Die AbL hat alle zuständigen Bundesministerien und auch die Landesagrarminister angeschrieben und ihnen das Spektrum bundesweiter Verbotsmöglichkeiten dargelegt. Um die gentechnikfreie Lebensmittelerzeugung und die Wahlfreiheit der Bürger langfristig sicherzustellen, brauchen wir bundeseinheitliche, vom Bund erteilte Anbauverbote. Ein Flickenteppich aus unterschiedlichen Anbausituationen in den Bundesländern und womöglich unterschiedlichen Rechtsprechungen nach abzusehenden Konzernklagen muss verhindert werden. Schon jetzt wird erheblicher Aufwand betrieben, um die Gentechnikfreiheit sicherzustellen. Angefangen bei der Saatgutzüchtung und Vermehrung, über die landwirtschaftliche Erzeugung bis hin zu getrennten Warenstromketten bei Transport, Lagerung, Verarbeitung und Handel. Wenn jetzt auch noch europäische Verunreinigungsquellen hinzukommen, werden Aufwand und Kosten erheblich steigen. Da auch das Verursacherprinzip (die Nutzer der Gentechnik müssten alle Folgekosten zahlen) politisch noch nicht durchgesetzt wurde, käme es zu einer erheblichen Wettbewerbsverzerrung zum Nachteil derjenigen, die erzeugen, was eine Mehrheit der Bevölkerung will: Keine Gentechnik auf dem Teller!
*
"Wir haben weitreichende Schritte eingeleitet und wollen die Eier und Fleischproduktion in allen Eigenmarken-Produkten auf gentechnikfreies Importsoja und mittelfristig auf europäische Eiweißfuttermittel umstellen. Schon heute verzichten wir bei unseren PRO PLANET-Produkten komplett auf gentechnisch veränderte Futtermittel. Es bedarf der Sicherung der gentechnikfreien Futtermittelerzeugung in Deutschland und Europa. Ein Flickenteppich in Europa oder Deutschland erschwert und verteuert die gentechnikfreie Lebensmittelerzeugung und ist eine Gefahr für die Wahlfreiheit der VerbraucherInnen. Deshalb fordern wir die Politik in Gesprächen auf, nicht regional, sondern bundesweit und europäisch zu denken. Nur durch großflächige Gentechnik-Anbauverbote können wir eine gentechnikfreie Lebensmittelerzeugung langfristig sicherstellen", so Dr. Ludger Breloh, Bereichsleiter Grüne Produkte der REWE Group gegenüber der Bauernstimme.
*
Die Zeit ist reif für einen "Superhighway über den Atlantik". Das hat
EU-Agrarkommissar Phil Hogan gegenüber US-amerikanischen
Landwirtschaftsexperten, Wissenschaftlern und Branchenvertretern bei
einer Konferenz des US-Landwirtschaftsministeriums Mitte Februar
festgestellt. Weiterhin räumte er ein, dass die Verzögerung von
Importzulassungen in der EU zu einem Problem werden könnte, wenn sich
dadurch die Kosten für Futtermittel aus Übersee erhöhten. Die
Kommission werde darüber und über den Prozess insgesamt in den
nächsten Wochen eine detaillierte Diskussion führen. Gleichzeitig
stellte Hogan in Aussicht, dass sich mit der gerade beschlossenen
Opt-out-Regelung zum GVO-Anbau zumindest in einigen Teilen Europas die
Aufnahme der Gentechnik beschleunigen dürfte.

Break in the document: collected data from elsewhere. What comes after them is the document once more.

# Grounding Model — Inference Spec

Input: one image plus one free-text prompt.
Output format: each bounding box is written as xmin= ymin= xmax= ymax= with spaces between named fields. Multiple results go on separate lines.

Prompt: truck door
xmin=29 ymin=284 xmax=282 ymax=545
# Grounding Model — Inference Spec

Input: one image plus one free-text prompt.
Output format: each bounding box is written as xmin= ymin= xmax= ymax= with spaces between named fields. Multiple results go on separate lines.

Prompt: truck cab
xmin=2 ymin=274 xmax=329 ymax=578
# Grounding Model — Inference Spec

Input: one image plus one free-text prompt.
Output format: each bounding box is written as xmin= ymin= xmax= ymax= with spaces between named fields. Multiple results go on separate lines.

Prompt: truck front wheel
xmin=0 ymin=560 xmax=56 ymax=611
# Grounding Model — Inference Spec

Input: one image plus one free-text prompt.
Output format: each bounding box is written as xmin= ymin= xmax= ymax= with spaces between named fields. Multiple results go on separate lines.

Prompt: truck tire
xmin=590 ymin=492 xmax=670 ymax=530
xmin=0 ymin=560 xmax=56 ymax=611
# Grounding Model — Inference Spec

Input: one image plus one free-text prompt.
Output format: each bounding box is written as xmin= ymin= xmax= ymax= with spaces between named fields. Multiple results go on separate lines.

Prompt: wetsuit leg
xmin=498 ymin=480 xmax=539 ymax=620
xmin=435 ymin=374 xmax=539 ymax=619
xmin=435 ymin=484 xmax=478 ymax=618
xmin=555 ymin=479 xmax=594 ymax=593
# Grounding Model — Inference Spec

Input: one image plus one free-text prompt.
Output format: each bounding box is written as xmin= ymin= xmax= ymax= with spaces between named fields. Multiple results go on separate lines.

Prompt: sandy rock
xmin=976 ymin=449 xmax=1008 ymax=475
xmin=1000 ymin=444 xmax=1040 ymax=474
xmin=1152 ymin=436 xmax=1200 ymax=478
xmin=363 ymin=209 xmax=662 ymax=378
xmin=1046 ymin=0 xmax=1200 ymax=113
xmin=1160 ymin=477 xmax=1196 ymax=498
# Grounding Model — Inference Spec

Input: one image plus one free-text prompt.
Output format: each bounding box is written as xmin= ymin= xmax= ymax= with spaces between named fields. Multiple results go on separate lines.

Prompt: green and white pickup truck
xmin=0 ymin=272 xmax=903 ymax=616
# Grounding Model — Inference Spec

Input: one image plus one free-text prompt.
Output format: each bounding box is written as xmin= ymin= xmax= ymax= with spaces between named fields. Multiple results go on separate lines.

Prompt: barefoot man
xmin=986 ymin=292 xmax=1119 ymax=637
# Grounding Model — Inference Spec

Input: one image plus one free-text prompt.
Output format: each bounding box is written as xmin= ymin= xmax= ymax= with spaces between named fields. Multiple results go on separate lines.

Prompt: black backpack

(Quelle: www.schweizerbauer.ch/politik-wirtschaft/international/eu-agraminster-will-schnellstrasse-ueber-den-atlantik-21067.html)

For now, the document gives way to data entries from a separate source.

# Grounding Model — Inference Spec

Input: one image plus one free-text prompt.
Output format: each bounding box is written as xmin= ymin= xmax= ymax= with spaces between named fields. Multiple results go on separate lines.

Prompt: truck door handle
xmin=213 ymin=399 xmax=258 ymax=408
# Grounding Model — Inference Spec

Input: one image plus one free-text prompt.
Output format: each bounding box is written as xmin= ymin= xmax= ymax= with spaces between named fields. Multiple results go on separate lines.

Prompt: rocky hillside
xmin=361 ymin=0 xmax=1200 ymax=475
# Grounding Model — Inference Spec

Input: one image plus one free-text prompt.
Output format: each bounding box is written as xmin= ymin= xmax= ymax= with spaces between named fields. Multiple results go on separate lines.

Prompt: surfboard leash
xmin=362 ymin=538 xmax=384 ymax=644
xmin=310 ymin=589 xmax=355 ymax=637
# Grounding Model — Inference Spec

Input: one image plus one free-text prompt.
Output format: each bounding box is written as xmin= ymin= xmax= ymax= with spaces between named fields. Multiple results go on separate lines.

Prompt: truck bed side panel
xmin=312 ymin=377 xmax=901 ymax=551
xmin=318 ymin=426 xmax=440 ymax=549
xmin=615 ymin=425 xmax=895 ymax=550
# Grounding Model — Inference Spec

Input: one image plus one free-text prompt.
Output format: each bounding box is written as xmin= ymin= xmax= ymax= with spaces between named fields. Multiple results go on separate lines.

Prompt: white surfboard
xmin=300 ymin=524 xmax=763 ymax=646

Bildunterschrift der im Schattenblick nicht veröffentlichten
Abbildung der Originalpublikation:
Gentechnik, Milch und Boden waren die Themen auf der Agrarministerkonferenz. Ein Team der Arbeitsgemeinschaft bäuerliche Landwirtschaft war über mehrere Tage vor Ort in Bad Homburg.
*
Quelle:
Unabhängige Bauernstimme, Nr. 387 - April 2015, S. 11-12
Herausgeber: Arbeitsgemeinschaft bäuerliche Landwirtschaft - Bauernblatt e.V.
Bahnhofstr. 31, 59065 Hamm
Telefon: 02381/49 22 20, Fax: 02381/49 22 21
E-Mail: redaktion@bauernstimme.de
Internet: www.bauernstimme.de
Erscheinungsweise: monatlich (11 x jährlich)
Einzelausgabe: 3,30 Euro
Abonnementpreis: 39,60 Euro jährlich
(verbilligt auf Antrag 28,40 Euro jährlich)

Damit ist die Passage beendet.